If it seems like many of your friends have used downtime during the pandemic to manicure every last corner of their lives yet you are surrounded by empty pizza boxes, confronted with a coffee table covered in the sticky residue of various beverages and have a mountain of unopened mail, you might be feeling some shame and despair. What if you could revel in and celebrate the messiness rather than beat yourself up about it?

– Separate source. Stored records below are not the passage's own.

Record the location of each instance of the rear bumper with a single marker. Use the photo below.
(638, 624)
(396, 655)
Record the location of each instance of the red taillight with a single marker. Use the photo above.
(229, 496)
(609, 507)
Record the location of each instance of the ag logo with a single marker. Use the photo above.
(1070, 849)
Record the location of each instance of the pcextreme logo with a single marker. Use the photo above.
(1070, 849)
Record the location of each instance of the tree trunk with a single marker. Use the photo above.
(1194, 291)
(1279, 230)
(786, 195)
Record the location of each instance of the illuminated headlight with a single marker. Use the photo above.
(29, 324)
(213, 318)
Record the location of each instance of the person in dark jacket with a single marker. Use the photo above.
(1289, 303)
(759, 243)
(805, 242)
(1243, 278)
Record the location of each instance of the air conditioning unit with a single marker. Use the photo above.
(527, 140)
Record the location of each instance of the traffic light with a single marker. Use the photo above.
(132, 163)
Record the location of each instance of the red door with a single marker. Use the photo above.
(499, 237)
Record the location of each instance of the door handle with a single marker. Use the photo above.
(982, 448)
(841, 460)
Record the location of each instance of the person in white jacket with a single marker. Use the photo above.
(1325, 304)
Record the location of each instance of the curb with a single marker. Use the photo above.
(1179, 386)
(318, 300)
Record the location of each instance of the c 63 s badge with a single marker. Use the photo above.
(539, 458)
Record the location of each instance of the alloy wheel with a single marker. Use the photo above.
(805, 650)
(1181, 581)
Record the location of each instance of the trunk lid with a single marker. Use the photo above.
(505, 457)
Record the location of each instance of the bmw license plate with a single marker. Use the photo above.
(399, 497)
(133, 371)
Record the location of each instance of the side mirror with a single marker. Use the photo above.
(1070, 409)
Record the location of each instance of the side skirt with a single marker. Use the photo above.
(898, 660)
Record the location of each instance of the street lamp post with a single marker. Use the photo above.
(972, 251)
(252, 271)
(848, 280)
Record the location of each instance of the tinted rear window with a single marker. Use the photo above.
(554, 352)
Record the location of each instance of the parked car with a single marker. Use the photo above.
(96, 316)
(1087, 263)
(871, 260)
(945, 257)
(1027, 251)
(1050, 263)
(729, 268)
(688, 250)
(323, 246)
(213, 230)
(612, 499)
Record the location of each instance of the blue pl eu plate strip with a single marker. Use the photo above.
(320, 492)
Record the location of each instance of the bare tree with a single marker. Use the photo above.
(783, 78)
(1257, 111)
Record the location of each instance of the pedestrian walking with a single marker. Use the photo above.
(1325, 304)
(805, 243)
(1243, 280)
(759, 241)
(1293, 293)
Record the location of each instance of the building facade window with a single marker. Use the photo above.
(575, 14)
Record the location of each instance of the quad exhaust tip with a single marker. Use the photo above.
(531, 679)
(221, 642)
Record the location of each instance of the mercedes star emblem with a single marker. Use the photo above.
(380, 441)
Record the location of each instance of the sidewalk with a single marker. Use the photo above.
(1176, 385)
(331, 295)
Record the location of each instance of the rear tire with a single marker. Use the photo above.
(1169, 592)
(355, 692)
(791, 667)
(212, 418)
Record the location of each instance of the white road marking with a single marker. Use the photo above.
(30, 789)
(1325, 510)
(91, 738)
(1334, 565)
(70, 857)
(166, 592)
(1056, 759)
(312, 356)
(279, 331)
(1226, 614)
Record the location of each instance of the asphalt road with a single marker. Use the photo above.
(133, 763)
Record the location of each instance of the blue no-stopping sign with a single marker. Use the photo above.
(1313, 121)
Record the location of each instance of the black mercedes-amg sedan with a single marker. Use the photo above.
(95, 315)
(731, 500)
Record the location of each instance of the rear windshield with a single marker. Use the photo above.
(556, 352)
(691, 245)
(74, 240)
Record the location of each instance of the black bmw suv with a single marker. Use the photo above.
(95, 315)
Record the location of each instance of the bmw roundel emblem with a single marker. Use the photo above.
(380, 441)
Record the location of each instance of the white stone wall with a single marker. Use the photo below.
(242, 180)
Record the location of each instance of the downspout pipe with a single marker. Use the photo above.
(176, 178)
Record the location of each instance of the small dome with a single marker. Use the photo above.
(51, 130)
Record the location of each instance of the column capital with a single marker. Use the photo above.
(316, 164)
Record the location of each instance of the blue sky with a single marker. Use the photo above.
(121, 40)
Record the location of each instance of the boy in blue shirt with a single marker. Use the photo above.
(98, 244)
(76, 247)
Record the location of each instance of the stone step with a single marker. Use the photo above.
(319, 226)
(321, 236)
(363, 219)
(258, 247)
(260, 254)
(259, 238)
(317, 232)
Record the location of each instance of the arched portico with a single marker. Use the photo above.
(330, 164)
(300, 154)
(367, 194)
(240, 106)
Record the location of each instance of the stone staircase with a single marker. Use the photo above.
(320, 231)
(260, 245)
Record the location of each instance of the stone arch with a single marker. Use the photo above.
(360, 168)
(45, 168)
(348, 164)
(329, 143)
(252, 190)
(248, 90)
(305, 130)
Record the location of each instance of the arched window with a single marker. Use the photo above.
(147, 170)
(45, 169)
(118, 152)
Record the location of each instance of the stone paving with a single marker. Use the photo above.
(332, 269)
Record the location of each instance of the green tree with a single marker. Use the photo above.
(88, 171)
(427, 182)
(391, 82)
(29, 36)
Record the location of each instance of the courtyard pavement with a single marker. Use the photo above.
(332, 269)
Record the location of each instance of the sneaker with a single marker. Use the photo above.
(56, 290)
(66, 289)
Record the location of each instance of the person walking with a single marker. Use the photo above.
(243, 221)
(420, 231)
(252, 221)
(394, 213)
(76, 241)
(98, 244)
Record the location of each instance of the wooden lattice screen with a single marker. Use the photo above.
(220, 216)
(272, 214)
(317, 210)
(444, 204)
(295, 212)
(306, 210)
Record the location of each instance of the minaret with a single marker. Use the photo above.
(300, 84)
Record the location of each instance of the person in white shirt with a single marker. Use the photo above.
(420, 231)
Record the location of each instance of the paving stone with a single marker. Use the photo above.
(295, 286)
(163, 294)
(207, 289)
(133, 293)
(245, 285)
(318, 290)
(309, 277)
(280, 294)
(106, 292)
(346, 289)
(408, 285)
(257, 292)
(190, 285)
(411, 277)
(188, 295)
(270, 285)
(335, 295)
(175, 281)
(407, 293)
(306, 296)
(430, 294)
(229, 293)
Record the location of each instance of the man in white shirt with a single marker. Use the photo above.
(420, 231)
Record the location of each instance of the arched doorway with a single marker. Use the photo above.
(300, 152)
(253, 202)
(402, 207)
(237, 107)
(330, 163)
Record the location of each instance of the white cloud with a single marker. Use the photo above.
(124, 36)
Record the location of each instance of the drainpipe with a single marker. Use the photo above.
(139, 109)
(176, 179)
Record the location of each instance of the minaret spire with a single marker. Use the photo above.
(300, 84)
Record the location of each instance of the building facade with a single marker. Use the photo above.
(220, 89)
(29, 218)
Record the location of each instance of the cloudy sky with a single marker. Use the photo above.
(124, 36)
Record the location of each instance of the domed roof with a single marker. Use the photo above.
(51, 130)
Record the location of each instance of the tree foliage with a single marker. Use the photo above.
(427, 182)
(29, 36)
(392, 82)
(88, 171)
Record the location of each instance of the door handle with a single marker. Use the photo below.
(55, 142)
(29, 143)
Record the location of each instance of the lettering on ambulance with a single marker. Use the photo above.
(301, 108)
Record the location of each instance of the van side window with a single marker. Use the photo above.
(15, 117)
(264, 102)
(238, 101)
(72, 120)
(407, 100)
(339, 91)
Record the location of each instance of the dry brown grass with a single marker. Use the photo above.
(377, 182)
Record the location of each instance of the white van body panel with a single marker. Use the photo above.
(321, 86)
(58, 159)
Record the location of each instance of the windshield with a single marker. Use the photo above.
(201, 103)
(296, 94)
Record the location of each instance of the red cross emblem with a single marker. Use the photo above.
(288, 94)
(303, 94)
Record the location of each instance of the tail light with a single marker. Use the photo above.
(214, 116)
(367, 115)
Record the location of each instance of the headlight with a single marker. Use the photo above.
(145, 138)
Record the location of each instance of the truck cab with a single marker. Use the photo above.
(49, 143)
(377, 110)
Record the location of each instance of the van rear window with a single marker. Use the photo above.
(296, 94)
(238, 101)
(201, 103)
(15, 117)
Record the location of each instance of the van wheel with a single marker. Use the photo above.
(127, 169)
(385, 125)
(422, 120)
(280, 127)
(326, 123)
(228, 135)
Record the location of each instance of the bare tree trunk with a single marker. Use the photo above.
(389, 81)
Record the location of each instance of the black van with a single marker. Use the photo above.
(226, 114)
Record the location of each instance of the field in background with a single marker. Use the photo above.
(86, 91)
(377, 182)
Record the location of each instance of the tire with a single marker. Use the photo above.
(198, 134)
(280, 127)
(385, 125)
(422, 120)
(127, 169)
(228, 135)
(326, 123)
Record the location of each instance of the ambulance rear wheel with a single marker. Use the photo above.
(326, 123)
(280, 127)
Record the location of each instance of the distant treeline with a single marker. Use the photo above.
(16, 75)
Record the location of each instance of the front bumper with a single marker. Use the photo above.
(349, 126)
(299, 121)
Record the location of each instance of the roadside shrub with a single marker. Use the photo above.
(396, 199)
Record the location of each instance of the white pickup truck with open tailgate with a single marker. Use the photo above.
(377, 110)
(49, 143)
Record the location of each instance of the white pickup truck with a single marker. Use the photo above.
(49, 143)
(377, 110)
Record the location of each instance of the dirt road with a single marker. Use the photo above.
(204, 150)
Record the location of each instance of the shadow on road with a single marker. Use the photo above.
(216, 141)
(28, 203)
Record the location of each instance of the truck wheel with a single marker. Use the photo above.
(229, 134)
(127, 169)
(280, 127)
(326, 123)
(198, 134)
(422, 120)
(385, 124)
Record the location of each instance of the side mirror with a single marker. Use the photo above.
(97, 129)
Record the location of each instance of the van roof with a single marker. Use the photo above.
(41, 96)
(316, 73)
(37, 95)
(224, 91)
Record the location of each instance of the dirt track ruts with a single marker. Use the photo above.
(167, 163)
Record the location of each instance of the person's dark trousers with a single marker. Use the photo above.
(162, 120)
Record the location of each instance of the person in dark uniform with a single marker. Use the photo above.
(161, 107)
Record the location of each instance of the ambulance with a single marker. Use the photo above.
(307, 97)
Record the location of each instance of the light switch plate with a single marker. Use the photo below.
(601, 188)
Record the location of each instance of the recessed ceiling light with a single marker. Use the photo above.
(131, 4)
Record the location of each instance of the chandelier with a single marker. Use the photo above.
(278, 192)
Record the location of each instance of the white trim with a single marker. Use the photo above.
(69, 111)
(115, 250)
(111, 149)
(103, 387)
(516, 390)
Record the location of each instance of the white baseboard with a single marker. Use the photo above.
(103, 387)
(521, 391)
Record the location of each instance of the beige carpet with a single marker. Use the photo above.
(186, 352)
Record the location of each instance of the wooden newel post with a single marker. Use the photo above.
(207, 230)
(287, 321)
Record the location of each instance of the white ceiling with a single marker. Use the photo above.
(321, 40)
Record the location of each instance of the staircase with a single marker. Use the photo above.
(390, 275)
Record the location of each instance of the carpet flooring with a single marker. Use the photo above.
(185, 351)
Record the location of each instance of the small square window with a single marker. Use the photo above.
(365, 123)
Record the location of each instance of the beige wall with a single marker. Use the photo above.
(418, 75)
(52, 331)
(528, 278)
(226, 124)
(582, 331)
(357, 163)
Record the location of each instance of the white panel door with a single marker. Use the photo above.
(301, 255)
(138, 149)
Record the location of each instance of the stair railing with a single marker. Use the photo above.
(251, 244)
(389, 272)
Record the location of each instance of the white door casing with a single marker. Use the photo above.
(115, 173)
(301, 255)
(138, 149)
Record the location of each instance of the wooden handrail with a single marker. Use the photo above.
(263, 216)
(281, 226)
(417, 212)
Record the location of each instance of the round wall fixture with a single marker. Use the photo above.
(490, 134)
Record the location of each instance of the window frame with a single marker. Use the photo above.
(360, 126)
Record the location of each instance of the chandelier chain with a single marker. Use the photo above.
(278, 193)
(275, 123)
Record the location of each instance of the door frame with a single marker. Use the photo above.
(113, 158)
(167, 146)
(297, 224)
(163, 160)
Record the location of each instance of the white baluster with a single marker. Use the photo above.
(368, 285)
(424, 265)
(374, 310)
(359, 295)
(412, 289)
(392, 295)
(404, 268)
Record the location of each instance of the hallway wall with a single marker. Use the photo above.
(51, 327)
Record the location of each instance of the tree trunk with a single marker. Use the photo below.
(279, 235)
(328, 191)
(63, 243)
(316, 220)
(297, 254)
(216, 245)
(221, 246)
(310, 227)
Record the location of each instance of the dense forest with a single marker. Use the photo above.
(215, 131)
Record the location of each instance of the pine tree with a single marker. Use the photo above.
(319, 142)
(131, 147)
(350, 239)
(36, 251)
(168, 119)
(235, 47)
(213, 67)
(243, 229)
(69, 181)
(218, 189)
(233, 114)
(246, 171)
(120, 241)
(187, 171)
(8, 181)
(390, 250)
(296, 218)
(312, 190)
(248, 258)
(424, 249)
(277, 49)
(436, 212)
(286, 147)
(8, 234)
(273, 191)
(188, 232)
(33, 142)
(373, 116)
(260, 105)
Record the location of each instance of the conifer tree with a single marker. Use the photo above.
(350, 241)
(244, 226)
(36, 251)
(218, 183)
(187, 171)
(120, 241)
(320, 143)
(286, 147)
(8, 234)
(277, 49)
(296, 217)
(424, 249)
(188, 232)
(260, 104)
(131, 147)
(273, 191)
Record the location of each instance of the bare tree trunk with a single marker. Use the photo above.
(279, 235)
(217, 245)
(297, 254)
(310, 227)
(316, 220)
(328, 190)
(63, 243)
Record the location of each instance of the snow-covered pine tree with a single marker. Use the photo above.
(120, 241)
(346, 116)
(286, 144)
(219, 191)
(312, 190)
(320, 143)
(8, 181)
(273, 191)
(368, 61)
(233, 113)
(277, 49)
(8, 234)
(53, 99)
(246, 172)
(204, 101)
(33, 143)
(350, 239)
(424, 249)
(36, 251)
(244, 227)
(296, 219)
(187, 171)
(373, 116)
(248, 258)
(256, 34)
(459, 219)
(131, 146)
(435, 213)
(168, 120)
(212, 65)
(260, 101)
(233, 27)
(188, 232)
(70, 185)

I’ve been doing some new agey-type personal growth work concerning the “shadow” side of my nature and it’s been amazing to witness the practically instant shifts this kind of process can create. Carolyn Elliott, PhD, author of “Existential Kink: Unmask Your Shadow and Embrace Your Power,” says that by identifying what kind of enjoyment and pay off you get from behaviors and situations you have labeled “bad, “funky,” “undesirable,” “shameful,” or otherwise sucky allows us to appreciate and make conscious that previously unacknowledged part of ourselves. Once it is made conscious, it can be accepted and, if desired, released.

There is so much cultural pressure around getting and being organized. I wish that everyone could feel the high of being in control, taking the next right step on projects and showing up on time in ready position for work and coming home to a tidy, uncluttered house. But. As weather and viruses so clearly spell out for us, we are never really in control, are we? So, although it is great to be organized and on that even keel, it’s not the be all and end all of life. I predict the general population will be shoving a defiant middle finger in the face of the organizing profession in the near future.

What if you just let yourself be disorganized? What if you let yourself not make the bed, not fold your t-shirts in perfect squares, not get your e-mail in box to zero, not organize your make-up drawer and not clean out your full and filthy garage even though your Mini Cooper sits out in the cold? What if you identified just enough order to not be fired from your job and to properly care for your kids but forget all the rest of the “rules” for a while?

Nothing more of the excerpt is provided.